The higher pump octane number for the E85 indicates its ability to handle more compression before auto-igniting. That means you’re able to run more spark advance, leading to more power from your engine.
On the other hand, you may end up sacrificing a bit of fuel economy and range. The E85 blend has only about 73% to 83% of the energy you can get from gasoline. So, your miles per gallon figures may drop by 15% to 27%.
While some proponents of E85 brag about how the blend is better for the environment, this issue is a lot more complicated.
First, you need to understand that most of the ethanol used for blending with gasoline comes from corn. E85 supporters say that growing corn absorbs CO2, but then this is true even when American farmers were growing corn as a food or feed crop. When the corn became more widely used for alcohol blends, the worldwide CO2 absorption didn’t actually go up.
Growing corn also uses up a lot of water, and this water may be better used for food production. You also need a lot of energy to convert corn to ethanol. In fact, producing ethanol from sugar cane is actually more energy-efficient. Converting corn to ethanol takes 30% more energy in comparison.
Costs of Using E85
Because of the reduced fuel efficiency of using E85, you may find that you may end up spending more money for fuel when you put in this ethanol-gasoline blend in your flex fuel car.
Let’s say you drive your flex fuel car about 15,000 miles per year, using E85. About 55% of the time, you drive in the city while the rest of the time (45%) you’re on the highway. With these figures, you may spend $450 to $850 more on fuel per year.
Can Your Vehicle Use E85?
Back in 2015, there were actually about 80 different vehicles that were able to use E85. But in 2020, that number has significantly been reduced. According to the EPA, these models now only include the following models:
- Chevrolet Impala 3.6L
- Chevrolet Silverado 5.3L RWD, 4WD
- Chevrolet Tahoe/Suburban 5.3L RWD, 4WD
- Ford Explorer 3.3L AWD
- Ford F-150 3.3L V-6, 5.0L V-8, RWD, 4WD
- Ford Transit Connect 2.0L Van, Wagon
- Ford Transit T-150 3.5L RWD, AWD
- GMC Sierra 5.3L RWD, 4WD
- GMC Yukon/Yukon XL 5.3L RWD, 4WD
Some of these models are no longer in production, and they haven’t been replaced with an E85-compatible model.

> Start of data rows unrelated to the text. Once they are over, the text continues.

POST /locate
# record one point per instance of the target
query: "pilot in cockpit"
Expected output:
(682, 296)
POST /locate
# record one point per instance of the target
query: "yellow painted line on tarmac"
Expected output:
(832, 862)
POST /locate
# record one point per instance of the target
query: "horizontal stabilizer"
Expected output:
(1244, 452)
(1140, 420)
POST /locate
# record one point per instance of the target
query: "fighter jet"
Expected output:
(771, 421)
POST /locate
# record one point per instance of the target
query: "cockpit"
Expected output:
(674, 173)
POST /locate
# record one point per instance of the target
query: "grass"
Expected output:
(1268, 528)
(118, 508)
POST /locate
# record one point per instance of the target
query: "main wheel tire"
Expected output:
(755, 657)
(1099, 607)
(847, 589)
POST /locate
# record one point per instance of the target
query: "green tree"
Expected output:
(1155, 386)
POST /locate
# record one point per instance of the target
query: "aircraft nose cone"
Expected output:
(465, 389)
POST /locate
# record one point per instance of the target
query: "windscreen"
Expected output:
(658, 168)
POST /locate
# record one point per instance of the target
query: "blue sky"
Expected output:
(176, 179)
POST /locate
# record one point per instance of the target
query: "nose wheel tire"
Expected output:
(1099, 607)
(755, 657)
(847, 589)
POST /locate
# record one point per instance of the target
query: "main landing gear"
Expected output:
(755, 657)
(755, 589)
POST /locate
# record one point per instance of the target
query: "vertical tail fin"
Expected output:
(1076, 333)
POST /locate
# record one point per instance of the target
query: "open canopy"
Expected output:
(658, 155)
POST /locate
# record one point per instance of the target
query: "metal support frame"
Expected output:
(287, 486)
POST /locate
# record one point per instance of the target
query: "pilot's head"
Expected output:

Some brands indicate that their vehicles come with the flex fuel technology. But you can confirm this for yourself by checking the color of the gas cap or the cap-less filler neck. It’s compatible with E85 if its color is yellow.
Different reports peg the number of E85 stations within a range of 3,300 to 4,800 spread out over 42 states. They’re so few because it costs $60,000 extra to install a special tank for the E85.

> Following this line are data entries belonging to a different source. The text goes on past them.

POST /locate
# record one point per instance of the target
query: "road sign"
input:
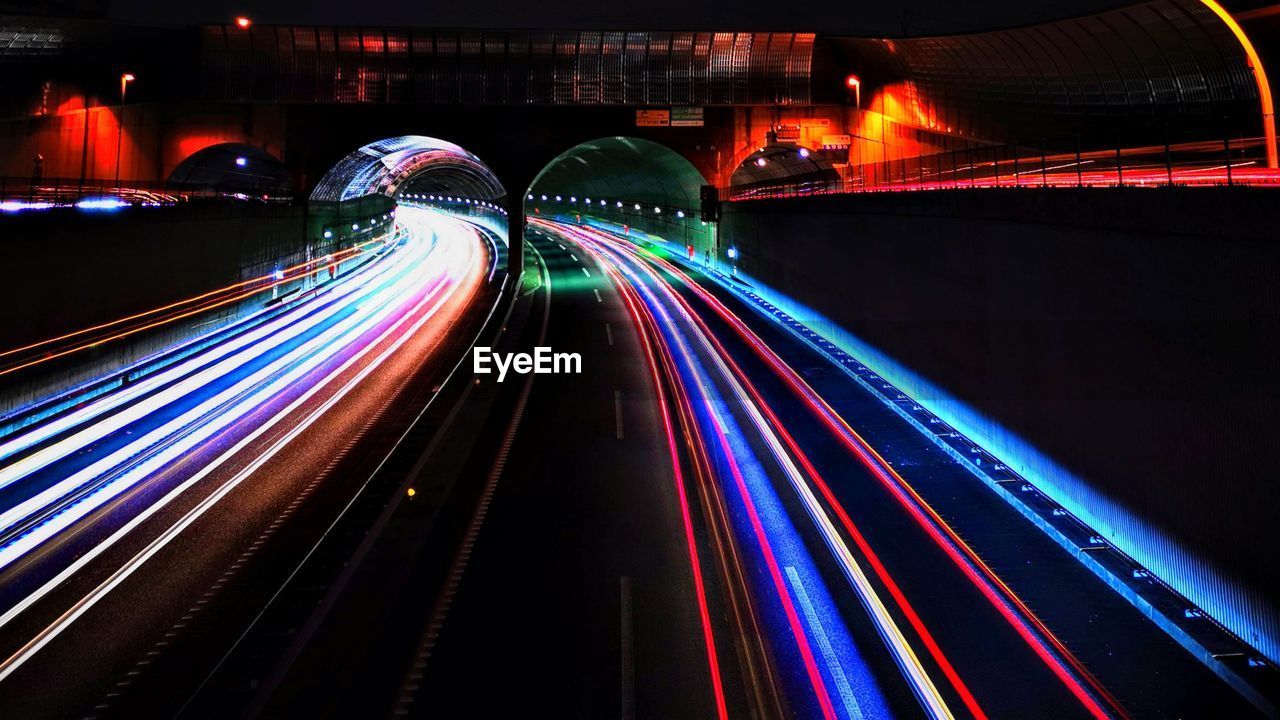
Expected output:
(686, 117)
(653, 118)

Most of the stations are located in Minnesota, Illinois, Michigan, Indiana, and Iowa. You won’t find any of these stations in Rhode Island, New Hampshire, Maine, Alaska, or Hawaii.
The Future of E85
Despite the political muscle of the Iowa corn growers lobby, the future of E85 looks bleak. Fewer cars are compatible with the blend, and it’s not especially beneficial for car owners or even the environment.
This is why some factions are now insisting that regular gasoline, which usually contains 10% ethanol, should switch to 15% ethanol. That still leads to poorer performance and fuel efficiency, however. All in all, flex fuel capacity for your engine just isn’t worth the trouble.